Disaster recovery (DR) ensures your business continues operating when infrastructure fails — whether from hardware failure, natural disaster, human error, or cyberattack. AWS provides the tools to implement DR strategies ranging from simple backups to active-active multi-region architectures. The key metric: can you actually restore, not just backup?

DR Core Metrics

Metric Definition Example
RTO (Recovery Time Objective) Max acceptable downtime 4 hours
RPO (Recovery Point Objective) Max acceptable data loss 15 minutes
MTTR (Mean Time to Recovery) Average time to restore 2 hours
MTBF (Mean Time Between Failures) Average time between incidents 720 hours

Lower RTO/RPO = higher cost and complexity.

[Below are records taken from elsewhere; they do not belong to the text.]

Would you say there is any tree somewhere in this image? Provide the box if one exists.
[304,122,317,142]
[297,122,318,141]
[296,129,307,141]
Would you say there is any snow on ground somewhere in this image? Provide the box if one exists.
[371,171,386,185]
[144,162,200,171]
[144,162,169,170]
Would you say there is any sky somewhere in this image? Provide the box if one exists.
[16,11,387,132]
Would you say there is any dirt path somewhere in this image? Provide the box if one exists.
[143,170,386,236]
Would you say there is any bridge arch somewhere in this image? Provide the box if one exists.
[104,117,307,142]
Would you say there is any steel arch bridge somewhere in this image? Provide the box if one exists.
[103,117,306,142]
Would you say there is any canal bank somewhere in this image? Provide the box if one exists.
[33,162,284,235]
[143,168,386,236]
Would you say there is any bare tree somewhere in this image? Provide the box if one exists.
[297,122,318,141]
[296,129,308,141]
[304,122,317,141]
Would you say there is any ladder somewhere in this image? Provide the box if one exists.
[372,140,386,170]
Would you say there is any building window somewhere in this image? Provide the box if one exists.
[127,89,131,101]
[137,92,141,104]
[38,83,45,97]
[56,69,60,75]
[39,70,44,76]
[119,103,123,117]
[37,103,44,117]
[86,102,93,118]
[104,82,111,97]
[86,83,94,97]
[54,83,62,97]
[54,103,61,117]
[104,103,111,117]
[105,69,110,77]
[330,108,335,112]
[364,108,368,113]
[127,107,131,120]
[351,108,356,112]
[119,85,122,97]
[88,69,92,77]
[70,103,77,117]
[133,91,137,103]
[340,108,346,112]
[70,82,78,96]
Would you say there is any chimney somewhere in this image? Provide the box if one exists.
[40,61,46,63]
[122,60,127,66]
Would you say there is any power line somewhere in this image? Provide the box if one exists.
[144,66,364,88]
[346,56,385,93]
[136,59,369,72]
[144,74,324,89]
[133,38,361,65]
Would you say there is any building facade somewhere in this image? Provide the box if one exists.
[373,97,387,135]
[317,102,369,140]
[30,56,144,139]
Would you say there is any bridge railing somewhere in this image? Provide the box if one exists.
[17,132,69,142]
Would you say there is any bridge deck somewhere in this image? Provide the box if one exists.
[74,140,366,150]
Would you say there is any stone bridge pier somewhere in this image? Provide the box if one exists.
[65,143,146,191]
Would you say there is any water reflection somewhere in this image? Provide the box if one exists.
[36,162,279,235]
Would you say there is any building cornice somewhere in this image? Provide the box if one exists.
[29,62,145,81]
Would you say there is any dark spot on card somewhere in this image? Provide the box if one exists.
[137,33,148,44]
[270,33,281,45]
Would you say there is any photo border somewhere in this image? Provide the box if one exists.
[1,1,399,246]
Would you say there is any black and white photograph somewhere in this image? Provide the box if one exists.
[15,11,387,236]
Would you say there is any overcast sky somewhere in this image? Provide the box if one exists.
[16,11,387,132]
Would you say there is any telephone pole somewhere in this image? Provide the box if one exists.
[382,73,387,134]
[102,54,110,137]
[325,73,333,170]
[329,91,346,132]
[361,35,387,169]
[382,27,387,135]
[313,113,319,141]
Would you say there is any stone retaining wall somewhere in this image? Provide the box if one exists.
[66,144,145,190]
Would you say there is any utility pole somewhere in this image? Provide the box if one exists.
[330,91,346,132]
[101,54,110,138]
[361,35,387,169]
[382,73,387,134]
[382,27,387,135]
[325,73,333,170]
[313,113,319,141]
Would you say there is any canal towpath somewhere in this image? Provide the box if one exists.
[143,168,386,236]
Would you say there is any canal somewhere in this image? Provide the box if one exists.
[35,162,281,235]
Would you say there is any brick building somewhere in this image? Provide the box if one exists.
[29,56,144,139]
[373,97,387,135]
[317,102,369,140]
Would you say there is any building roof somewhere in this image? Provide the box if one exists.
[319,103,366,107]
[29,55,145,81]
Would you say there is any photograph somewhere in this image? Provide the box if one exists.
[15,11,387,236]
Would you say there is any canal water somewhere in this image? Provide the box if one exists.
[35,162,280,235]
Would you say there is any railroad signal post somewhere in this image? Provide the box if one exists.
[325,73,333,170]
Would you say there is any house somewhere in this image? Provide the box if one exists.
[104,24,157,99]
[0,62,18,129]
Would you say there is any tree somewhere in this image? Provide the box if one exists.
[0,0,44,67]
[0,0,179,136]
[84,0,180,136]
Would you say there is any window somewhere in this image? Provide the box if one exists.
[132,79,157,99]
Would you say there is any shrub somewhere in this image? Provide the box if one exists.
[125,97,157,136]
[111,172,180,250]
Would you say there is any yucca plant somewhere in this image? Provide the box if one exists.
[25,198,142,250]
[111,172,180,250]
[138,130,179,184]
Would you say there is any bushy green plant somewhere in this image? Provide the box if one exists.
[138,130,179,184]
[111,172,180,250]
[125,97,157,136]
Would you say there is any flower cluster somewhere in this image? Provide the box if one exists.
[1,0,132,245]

Match your strategy to business requirements, not arbitrary zero-downtime goals.

DR Strategy Comparison

Strategy RTO RPO Cost Complexity
Backup & Restore Hours–Days Hours $ Low
Pilot Light 10–30 min Minutes $$ Medium
Warm Standby Minutes Minutes $$$ Medium-High
Active-Active Near-zero Near-zero $$$$ High

Backup & Restore

The simplest strategy — regular backups with documented restore procedures:

  # Automated RDS backups (enable at creation)
aws rds create-db-instance \
    --backup-retention-period 35 \
    --preferred-backup-window "03:00-04:00" \
    ...

# Cross-region automated backup copy
aws rds start-db-instance-automated-backups-replication \
    --source-db-instance-arn arn:aws:rds:us-east-1:123:db:myapp-postgres \
    --backup-retention-period 35 \
    --kms-key-id arn:aws:kms:us-west-2:123:key/xxx

# Manual snapshot before major changes
aws rds create-db-snapshot \
    --db-instance-identifier myapp-postgres \
    --db-snapshot-identifier pre-migration-$(date +%Y%m%d)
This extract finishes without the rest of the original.